Let me turn your plaint about those use the tool properly around, and ask you this:

Are you totally opposed to context-switching out of ContentTranslation in order to use MT in a different window and cut/paste back into CXT, even if that would help thwart the rapid creation of junk by well-meaning editors? Or, couldn't you just suck it up and do that for the sake of the project?

Anyway, this is probably the wrong venue for this discussion. I guess we'll just have to have yet another RfC on the issue.

Yeah, probably. Why don't you come to the next WIkiSalon and let's discuss it in person. They're open to presenters giving talks, maybe you and I could present jointly. Should make for an interesting discussion.

And it's more than a little irritating that you keep saying "those of us" when that group does not include you.

Apart from you turning this discussion into personal attacks, this doesn't even make sense. The context of the sentence is "... those of us who want to use the feature in a way that is productive". I can certainly want to use the feature productively regardless of how much I've already used it.

Are you totally opposed to context-switching out of ContentTranslation in order to use MT in a different window and cut/paste back into CXT

I'm not totally opposed to it, but it's enough of a hassle to keep me from using CXT. I'd rather just paste the whole article into Google Translate, paste it back into the regular WikiText editor and go from there. For me, there's no point in using CXT without this feature. But maybe from your point of view, that's a good outcome.

Why don't you come to the next WIkiSalon and let's discuss it in person.

That sounds good to me.

On Polish Wikipedia we implemented an AbuseFilter entry that prevents non-autoconfirmed users from publishing to the main space. Which means they are free to publish to their userspace drafts if they please. And it works wonders. Just saying.
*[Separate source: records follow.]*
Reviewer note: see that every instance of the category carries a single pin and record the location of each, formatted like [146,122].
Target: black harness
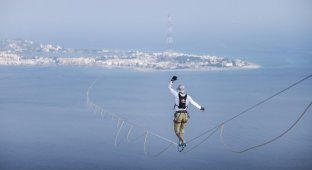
[182,103]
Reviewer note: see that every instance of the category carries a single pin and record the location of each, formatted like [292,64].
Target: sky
[200,26]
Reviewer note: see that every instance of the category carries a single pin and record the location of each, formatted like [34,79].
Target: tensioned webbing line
[121,122]
[221,125]
[210,131]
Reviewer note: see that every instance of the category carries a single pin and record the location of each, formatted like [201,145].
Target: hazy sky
[198,25]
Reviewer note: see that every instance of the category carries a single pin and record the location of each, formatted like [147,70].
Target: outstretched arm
[196,104]
[174,78]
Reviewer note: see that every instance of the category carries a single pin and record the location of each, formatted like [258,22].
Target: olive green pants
[180,120]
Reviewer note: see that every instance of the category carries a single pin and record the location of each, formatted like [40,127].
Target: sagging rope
[121,123]
[221,125]
[264,143]
[211,131]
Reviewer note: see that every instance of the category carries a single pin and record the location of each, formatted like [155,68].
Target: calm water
[46,124]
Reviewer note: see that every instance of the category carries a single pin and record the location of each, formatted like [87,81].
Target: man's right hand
[174,78]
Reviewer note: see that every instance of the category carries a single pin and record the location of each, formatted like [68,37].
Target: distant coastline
[25,52]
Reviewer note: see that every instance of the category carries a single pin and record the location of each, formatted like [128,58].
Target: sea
[47,121]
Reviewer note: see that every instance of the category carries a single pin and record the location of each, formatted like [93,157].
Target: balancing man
[181,114]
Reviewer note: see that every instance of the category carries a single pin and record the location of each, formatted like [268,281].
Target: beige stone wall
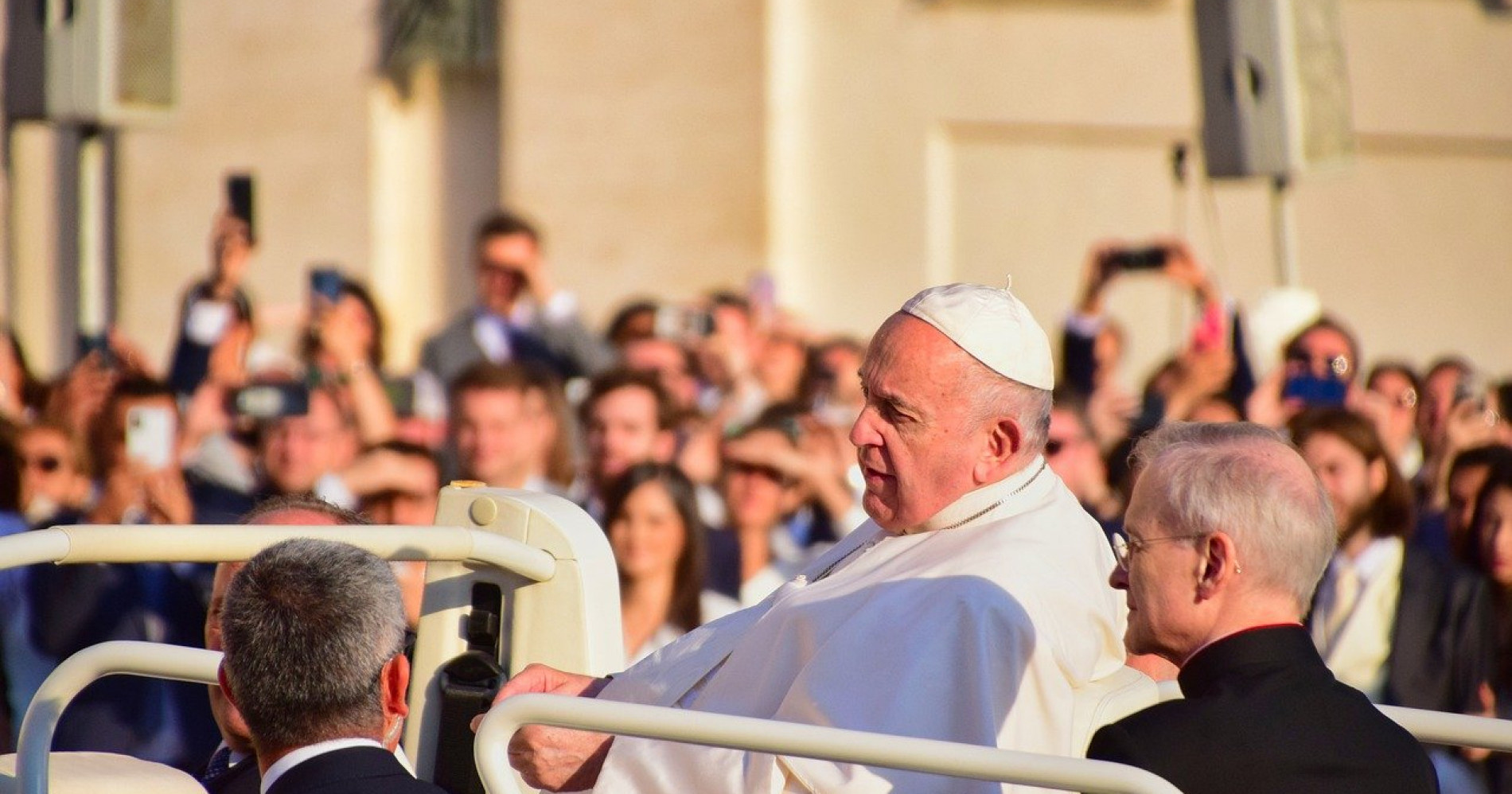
[858,149]
[920,142]
[279,88]
[634,134]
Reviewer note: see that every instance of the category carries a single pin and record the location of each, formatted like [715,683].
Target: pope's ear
[1219,562]
[1004,438]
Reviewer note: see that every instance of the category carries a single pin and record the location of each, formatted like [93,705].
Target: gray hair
[994,395]
[307,628]
[1255,488]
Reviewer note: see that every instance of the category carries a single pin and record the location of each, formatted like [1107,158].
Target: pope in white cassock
[971,607]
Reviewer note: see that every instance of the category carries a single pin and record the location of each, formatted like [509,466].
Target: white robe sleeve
[959,664]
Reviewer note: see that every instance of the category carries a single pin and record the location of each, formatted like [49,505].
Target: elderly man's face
[915,441]
[1160,578]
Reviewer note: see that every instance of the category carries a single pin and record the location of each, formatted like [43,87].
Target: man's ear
[226,686]
[395,681]
[1004,441]
[1219,563]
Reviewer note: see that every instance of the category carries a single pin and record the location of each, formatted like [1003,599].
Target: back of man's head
[1249,483]
[307,628]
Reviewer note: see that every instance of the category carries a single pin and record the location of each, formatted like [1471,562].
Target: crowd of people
[714,442]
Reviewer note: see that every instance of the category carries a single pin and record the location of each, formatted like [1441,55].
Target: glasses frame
[1124,548]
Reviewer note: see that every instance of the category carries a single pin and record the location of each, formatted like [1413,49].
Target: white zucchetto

Aklapper changed the task status from Stalled to Open.Nov 2 2020, 5:37 PM
Aklapper removed a subscriber: Halibutt.

The previous comments don't explain who or what (task?) exactly this task is stalled on ("If a report is waiting for further input (e.g. from its reporter or a third party) and can currently not be acted on"). Hence resetting task status, as tasks should not be stalled (and then potentially forgotten) for years for unclear reasons.

(Smallprint, as general orientation for task management:
If you wanted to express that nobody is currently working on this task, then the assignee should be removed and/or priority could be lowered instead.
If work on this task is blocked by another task, then that other task should be added via Edit Related Tasks...Edit Subtasks.
If this task is stalled on an upstream project, then the Upstream tag should be added.
If this task requires info from the task reporter, then there should be instructions which info is needed.
If this task needs retesting, then the TestMe tag should be added.
If this task is out of scope and nobody should ever work on this, or nobody else managed to reproduce the situation described here, then it should have the "Declined" status.
If the task is valid but should not appear on some team's workboard, then the team project tag should be removed while the task has another active project tag.)